According to them, in almost every instance, within seconds of the sender thinking focused, loving, positive thoughts, the receiver’s heart rate, respiration rate, and galvanic skin response change — almost imperceptibly, yes, but enough to be measured. And when the sender stops focusing his thoughts and emotions on his partner, her physiological condition returns to a baseline state.
That was the claim.
But how was that even possible? How could that happen?
Entanglement on a quantum level? That seemed to be Tanbyrn’s take on it. But even if that were the case, why would the person in the chamber be affected by only that one person’s thoughts?
In other words, what about all the other people who care about her and might be thinking about her at the same time as the test’s sender? After all, if the connection is truly nonlocal, it wouldn’t matter where the other people were, how far away they might be.
So why would their positive (or maybe negative) thoughts fail to affect the person in the Faraday cage while just her lover’s thoughts did? Couldn’t other people love her just as much? What about a mother or a sister or a child? Couldn’t their love be just as impactful? Just as resonant?

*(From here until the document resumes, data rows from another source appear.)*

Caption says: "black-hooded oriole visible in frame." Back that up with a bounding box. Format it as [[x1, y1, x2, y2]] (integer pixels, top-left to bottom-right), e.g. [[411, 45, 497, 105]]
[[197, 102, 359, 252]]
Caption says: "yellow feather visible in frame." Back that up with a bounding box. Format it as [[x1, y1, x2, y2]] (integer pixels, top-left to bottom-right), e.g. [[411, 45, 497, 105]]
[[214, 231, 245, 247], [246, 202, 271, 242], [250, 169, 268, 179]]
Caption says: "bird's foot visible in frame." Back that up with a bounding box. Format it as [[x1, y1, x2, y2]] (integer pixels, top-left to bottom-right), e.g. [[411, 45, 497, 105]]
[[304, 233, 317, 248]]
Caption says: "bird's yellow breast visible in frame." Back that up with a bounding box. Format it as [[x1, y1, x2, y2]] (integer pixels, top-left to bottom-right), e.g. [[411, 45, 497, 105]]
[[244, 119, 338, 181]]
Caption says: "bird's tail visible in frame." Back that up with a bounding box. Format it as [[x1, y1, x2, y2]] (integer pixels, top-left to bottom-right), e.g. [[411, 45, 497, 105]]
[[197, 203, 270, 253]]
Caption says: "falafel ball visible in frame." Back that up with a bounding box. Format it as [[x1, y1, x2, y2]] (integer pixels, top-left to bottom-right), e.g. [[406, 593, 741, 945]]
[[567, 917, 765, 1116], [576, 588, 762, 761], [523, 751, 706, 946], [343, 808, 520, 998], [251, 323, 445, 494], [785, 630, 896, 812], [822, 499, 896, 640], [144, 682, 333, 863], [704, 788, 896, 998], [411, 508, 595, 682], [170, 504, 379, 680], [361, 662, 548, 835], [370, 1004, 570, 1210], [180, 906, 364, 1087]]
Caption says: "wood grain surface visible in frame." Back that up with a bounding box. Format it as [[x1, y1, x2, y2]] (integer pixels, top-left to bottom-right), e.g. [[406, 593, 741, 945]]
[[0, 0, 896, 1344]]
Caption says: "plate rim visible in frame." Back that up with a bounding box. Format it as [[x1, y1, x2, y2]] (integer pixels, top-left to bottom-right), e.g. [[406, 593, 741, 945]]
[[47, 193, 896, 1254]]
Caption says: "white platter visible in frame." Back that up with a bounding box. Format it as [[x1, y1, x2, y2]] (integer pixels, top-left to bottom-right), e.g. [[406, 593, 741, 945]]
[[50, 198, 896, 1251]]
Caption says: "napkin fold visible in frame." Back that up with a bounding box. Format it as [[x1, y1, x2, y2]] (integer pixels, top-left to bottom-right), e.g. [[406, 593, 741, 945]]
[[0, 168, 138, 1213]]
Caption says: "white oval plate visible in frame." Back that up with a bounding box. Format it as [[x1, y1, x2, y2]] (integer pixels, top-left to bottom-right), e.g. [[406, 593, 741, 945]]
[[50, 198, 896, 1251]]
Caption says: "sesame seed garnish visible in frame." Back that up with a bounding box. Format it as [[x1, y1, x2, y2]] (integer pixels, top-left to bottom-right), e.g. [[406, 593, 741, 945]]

And how could you ever hope to design a test that would account for those other people’s thoughts? Tell everyone who cares about the woman not to think about her at all during the test? But even if that were possible, how could you rule out the possibility that they hadn’t done so anyway?
After all, one of the best ways to get someone to think about something is to tell him not to.
And of course, how much of a connection, how much love, was needed for any of this to work? What measurements could you ever come up with to test the depths of true love?
Really, as inexplicable as the results were, there were so many variables and confounds that at best it would only be possible to identify a relationship that was highly correlational, not one that was causal.